On June 12 I will celebrate the 30th anniversary of my solemn vows,
which I made after exacting preparation. As far as we know I was the
first publicly professed solitary (there were some privately professed
before me) since the Reformation. The bishop who professed me, Paul
Moore, was visitor to seven religious communities at the time. He made
me go public, professing me as a solitary religious for the whole
church because, he said, he wanted to show the world that there was a
way to live the religious life without losing your mind. The
communities were enraged that someone escaped the net. At one point
they proposed that there should be a "registry" of
solitaries-why not
ask us to wear a yellow star as well? Not one person from the
religious communities on either side of the Pond (nor one bishop) ever
approached me about what my preparation had been, how I understood the
life, or anything about what I was doing, but the slander machine went
into high gear, all the way to Robert Runcie, then Archbishop of
Canterbury. John Allen, then Presiding Bishop, was very supportive, as
were the Canons of Christ Church where I was then living in Oxford,
Rowan Williams (now my bishop) and others.
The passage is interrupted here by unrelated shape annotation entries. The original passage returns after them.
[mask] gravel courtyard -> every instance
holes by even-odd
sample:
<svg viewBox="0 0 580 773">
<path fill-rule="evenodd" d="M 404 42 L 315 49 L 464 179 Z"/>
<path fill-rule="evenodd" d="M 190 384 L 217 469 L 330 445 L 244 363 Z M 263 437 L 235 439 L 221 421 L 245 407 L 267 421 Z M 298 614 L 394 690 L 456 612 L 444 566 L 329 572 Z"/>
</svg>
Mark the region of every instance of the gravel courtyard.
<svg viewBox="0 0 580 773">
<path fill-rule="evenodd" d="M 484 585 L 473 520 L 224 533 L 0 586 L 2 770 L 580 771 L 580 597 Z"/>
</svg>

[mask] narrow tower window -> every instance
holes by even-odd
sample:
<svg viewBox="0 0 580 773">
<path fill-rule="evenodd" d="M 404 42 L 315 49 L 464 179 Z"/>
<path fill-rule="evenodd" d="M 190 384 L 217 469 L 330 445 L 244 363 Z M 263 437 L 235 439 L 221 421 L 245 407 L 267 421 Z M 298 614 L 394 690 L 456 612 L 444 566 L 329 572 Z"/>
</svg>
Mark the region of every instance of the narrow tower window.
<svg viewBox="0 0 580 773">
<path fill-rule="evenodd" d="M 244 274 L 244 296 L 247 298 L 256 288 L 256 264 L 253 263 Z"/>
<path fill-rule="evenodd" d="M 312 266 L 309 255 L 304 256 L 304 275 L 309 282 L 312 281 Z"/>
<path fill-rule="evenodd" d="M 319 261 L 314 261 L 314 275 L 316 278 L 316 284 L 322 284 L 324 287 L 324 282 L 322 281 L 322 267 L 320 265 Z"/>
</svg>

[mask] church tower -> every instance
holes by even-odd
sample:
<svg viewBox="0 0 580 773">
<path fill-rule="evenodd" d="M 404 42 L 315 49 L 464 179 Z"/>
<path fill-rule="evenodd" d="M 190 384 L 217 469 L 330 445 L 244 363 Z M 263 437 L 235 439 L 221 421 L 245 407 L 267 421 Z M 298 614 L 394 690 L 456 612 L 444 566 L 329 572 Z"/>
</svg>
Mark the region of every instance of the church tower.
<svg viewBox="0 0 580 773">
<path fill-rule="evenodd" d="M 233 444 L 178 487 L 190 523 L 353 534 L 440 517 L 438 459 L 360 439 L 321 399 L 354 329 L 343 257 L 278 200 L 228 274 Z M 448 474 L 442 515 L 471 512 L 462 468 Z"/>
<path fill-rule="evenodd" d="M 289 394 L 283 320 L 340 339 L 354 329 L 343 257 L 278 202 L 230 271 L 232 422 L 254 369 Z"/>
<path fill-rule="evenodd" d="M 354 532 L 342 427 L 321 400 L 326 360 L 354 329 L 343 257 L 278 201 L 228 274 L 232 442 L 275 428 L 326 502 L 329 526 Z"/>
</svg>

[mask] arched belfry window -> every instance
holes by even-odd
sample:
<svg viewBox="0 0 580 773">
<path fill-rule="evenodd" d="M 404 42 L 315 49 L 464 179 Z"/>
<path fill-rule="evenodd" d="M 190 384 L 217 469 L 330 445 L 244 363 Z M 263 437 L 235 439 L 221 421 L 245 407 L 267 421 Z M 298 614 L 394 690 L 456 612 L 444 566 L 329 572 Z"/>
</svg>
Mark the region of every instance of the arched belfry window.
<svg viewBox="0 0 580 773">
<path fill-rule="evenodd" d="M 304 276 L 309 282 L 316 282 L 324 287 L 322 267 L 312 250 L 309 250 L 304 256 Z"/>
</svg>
And it was the religious communities who subsequently wrote the
absolutely dreadful legislation that dictates the life of solitaries
in TEC, making them tame ciphers instead of being able to live the
role of speaking truth to power set out by the desert fathers and
mothers. This legislation practically guarantees failure.
The situation has become so dreadful that solitaries are now talking
about professing other solitaries, bypassing the hierarchy, and it is
quite possible that this may be the only way forward. Under present
conditions, the solitary life is reduced to performance art-as is,
sadly, much of the life of the church.